WASHINGTON (June 8)—U.S. Sen. Richard J. Durbin (D-Ill.) and Illinois Transportation Sec. Tim Martin issued a strongly worded protest against the administration’s plan to cut Amtrak’s 2007 budget, saying it could derail the state’s own efforts to build up passenger-train frequencies using its own funds.

“Just one month after the State of Illinois doubled their funding commitment for Amtrak, the U.S. House of Representatives has proposed a federal funding cut of more than a third,” the senator and secretary said in a joint statement.

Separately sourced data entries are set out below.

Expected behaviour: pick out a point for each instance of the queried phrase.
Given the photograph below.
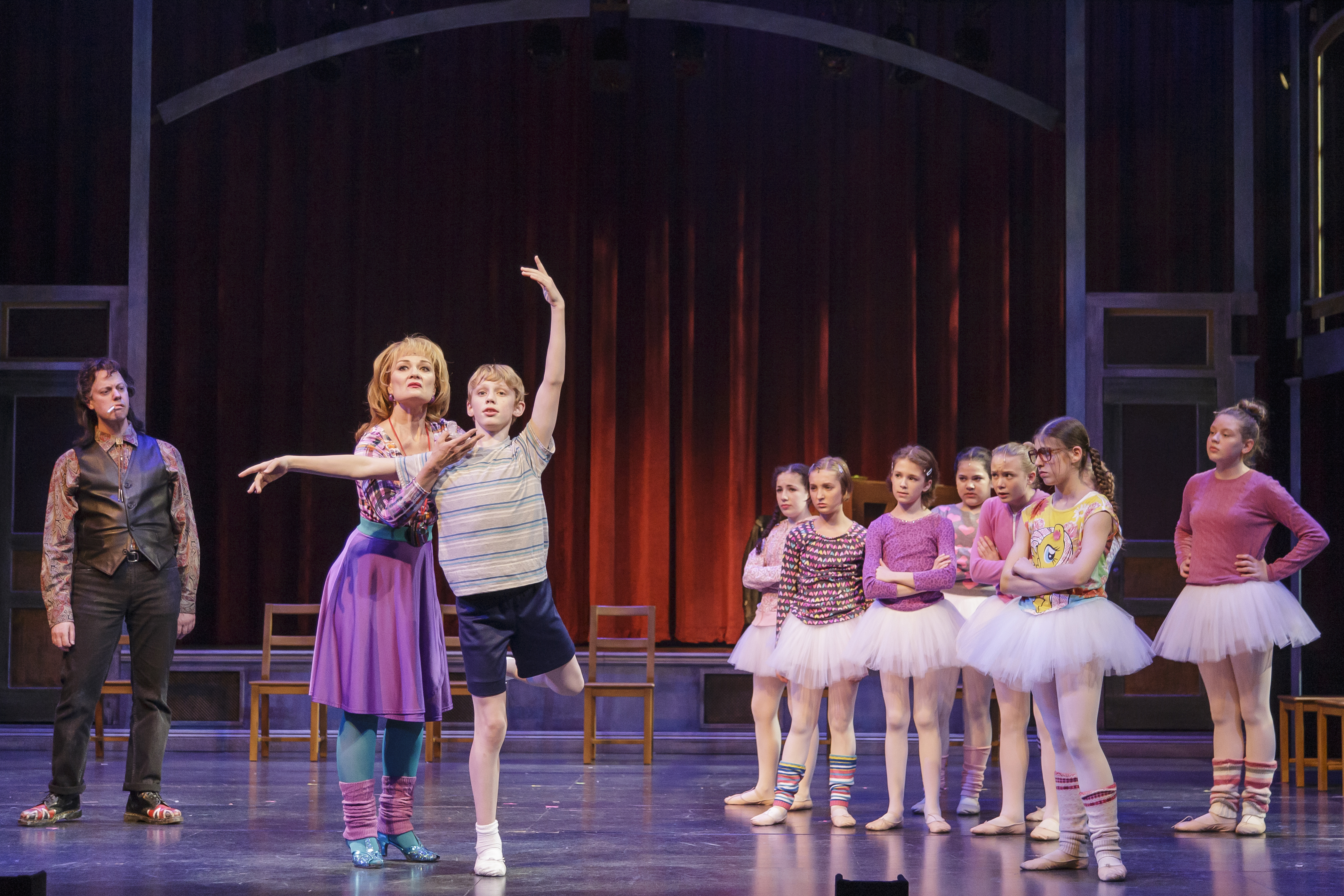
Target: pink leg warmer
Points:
(357, 801)
(394, 805)
(973, 761)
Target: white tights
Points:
(1069, 708)
(1238, 694)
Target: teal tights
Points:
(358, 738)
(401, 756)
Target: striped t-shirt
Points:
(492, 528)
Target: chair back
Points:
(623, 644)
(269, 640)
(451, 610)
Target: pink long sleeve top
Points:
(909, 547)
(764, 569)
(999, 523)
(1221, 519)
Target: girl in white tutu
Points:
(967, 596)
(756, 645)
(1014, 477)
(820, 601)
(1234, 610)
(910, 630)
(1065, 636)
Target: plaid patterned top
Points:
(820, 578)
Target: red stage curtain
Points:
(763, 264)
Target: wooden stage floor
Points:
(624, 828)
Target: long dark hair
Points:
(84, 394)
(799, 471)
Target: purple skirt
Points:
(380, 645)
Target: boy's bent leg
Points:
(484, 765)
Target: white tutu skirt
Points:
(1022, 649)
(908, 643)
(815, 656)
(1214, 621)
(753, 651)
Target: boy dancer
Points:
(119, 546)
(494, 540)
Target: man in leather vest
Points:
(119, 547)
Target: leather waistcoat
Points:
(112, 515)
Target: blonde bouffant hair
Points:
(380, 406)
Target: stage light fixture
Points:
(404, 56)
(611, 61)
(260, 39)
(835, 62)
(900, 74)
(328, 70)
(546, 46)
(689, 50)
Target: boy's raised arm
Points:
(549, 394)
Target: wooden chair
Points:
(1296, 761)
(108, 688)
(435, 738)
(593, 688)
(264, 688)
(1326, 710)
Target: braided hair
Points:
(796, 469)
(1073, 435)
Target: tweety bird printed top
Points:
(1057, 537)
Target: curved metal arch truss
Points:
(698, 11)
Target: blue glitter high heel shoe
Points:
(365, 853)
(416, 853)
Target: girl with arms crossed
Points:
(1014, 477)
(820, 601)
(1065, 636)
(756, 645)
(910, 630)
(1234, 609)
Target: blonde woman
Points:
(380, 649)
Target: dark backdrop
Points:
(764, 264)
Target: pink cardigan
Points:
(999, 523)
(1221, 519)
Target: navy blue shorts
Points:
(523, 620)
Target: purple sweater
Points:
(909, 547)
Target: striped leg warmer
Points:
(842, 780)
(1260, 776)
(1104, 824)
(1222, 797)
(787, 786)
(973, 770)
(1073, 829)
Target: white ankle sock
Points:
(490, 851)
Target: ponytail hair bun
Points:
(1252, 417)
(924, 459)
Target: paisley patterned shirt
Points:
(1057, 537)
(385, 500)
(58, 532)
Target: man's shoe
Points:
(148, 808)
(52, 811)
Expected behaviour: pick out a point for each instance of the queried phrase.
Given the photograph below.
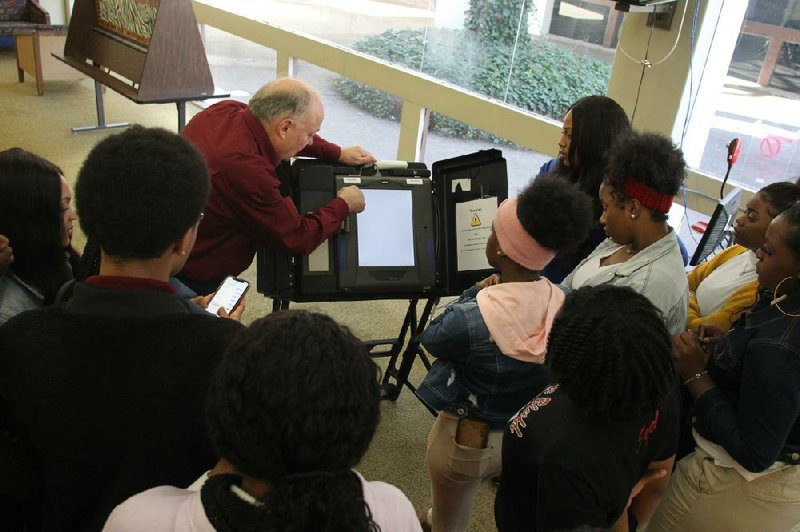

“In February, when President Bush first proposed his budget which drastically under-funded Amtrak, many of us warned that it would derail passenger service for this country,” the two officials declared. “Sadly, the House has rubber-stamped the president’s funding plan that could force closure of some of Amtrak’s routes in Illinois.”

“The Senator and the Secretary are correct,” said UTU Illinois Legislative Director Joseph C. Szabo. “Last week the House approved only $900 million in Amtrak support for 2007. That is a shut-down budget. There is no way $900 million would allow Amtrak to continue to operate all the train frequencies it currently operates, and certainly no way it could afford to operate the two new Chicago-St. Louis frequencies, the second Chicago-Quincy frequency and the second Chicago-Carbondale frequency that Illinois will begin sponsoring October 29.”

Szabo noted that although the State of Illinois will be contributing $12 million more per year toward the operation of those trains, Amtrak will have to contribute funds of its own, and “it can’t do that if the funds aren’t there.”

Sec. Martin said the decision to cut Amtrak’s federal funding to $900 million from this year’s $1.2 billion comes as a slap in the face to Gov. Blagojevich and the General Assembly, who believed the federal government would reward, rather than punish, states that agreed to raise their share of passenger-rail funding.

“If Congress moves in the opposite direction and slashes funding, our effort to increase Amtrak service in Illinois will be jeopardized, and seniors, college students and many other people across Illinois who rely on Amtrak as their only means of public transportation will be hurt.”

Durbin said, “If the House and the president’s proposals are adopted, Illinois’ Amtrak expansion will be stopped dead in its tracks. I will continue to work with the State of Illinois and my colleagues in the Senate to correct this shortsighted funding plan and restore the money that Amtrak needs to operate.”

Historically, the Senate has been more favorable to federal support of passenger rail than the House and usually amends the House’s appropriation to give Amtrak a larger amount, Szabo said.

“Then, when the House and Senate get together to reconcile the two figures in conference committee, they sort of split the difference and compromise on a figure that’s higher than the House’s budget.”

But Szabo said no one should be complacent that a more reasonable Amtrak budget will once again emerge automatically from the negotiation process.

“We are dealing with an administration that has a very harsh, anti-passenger-train attitude,” he said. “This administration also is very sensitive to charges that it has engaged in a lot of wasteful spending, so the White House Office of Management and Budget is very anxious to demonstrate that there’s at least one program where they can cut the budget. Once again, Amtrak is the target.”

Szabo said the Illinois Legislative Board would be working very closely with both Sen. Durbin and the state’s junior U.S. Senator, Barack Obama, to make sure that the Senate restores as much of Amtrak’s funding as possible.

“Those new trains have to run,” he said. “The growth of our state’s economy depends on personal mobility choices for all our citizens, both in the big cities and the Downstate communities. We’ve done our work in Illinois. We can’t let out-of-touch administration bureaucrats in D.C. dismantle our efforts.”